Just released is the Delphi Cookbook by Danieli Teti ( It’s a great, light read that introduces 50 topics with sample code and brief explanations.

Delphi Cookbook

“Delphi Cookbook” Structure

Delphi Cookbook follows the simple formula of:

– This is what I want to do

– Step by step how to do it

– How it works

– There’s more

Each topic is typically 4 to 6 pages long so it’s enough to show you once how to do a reasonably simple example. The “how it works” provides a short and concise summary of the key facts. It’s a brief skim over the topic and is enough to prove that it can be done and provide a simple framework to expand upon.

It does not tackle any issue in depth. It is not a reference book. It is not going to answer technical questions about any topic. For that I would recommend Delphi XE2 Foundations by Chris Rolliston.

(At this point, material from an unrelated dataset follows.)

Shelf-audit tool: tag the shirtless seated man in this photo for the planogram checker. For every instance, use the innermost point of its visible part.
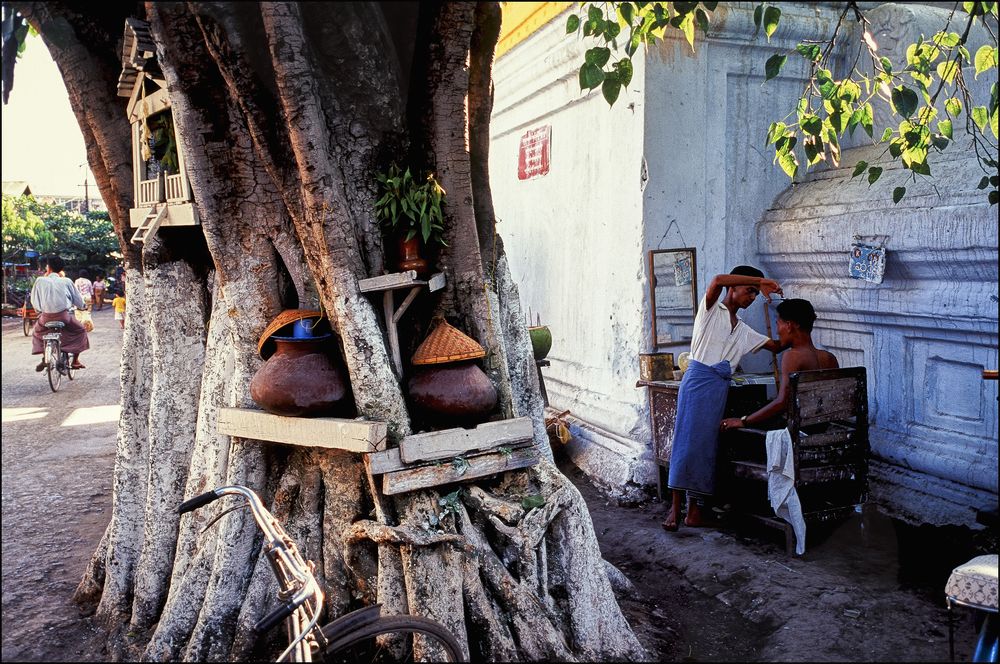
(795, 321)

It jumps straight in talking about VCL Styles (not Firemonkey styles) which probably gives immediate value for many people (instant “skins” for their apps).

“Delphi Cookbook” Topics

There are 50 recipes and I’m not going to cover them all here. It covers JSON, streams, Windows services, RTTI, Firemonkey, multithreading, client/servers, datasnap, and mobile app development. There are probably topics for all programmers to push their knowledge or experience just a little bit further.

“Delphi Cookbook” audience

It is a great book for the hobbyist, the “Lego Engineer”, and experienced Delphi users who want a practical book showing the latest features. In fact, it would probably make the ideal sales document for Delphi users stuck in the pre XE2 age (Embarcadero, don’t give this away to people buying XE7, give it away to people NOT buying XE7).

At $11.25 (ebook) it’s a great read. It’s also available in print for $48.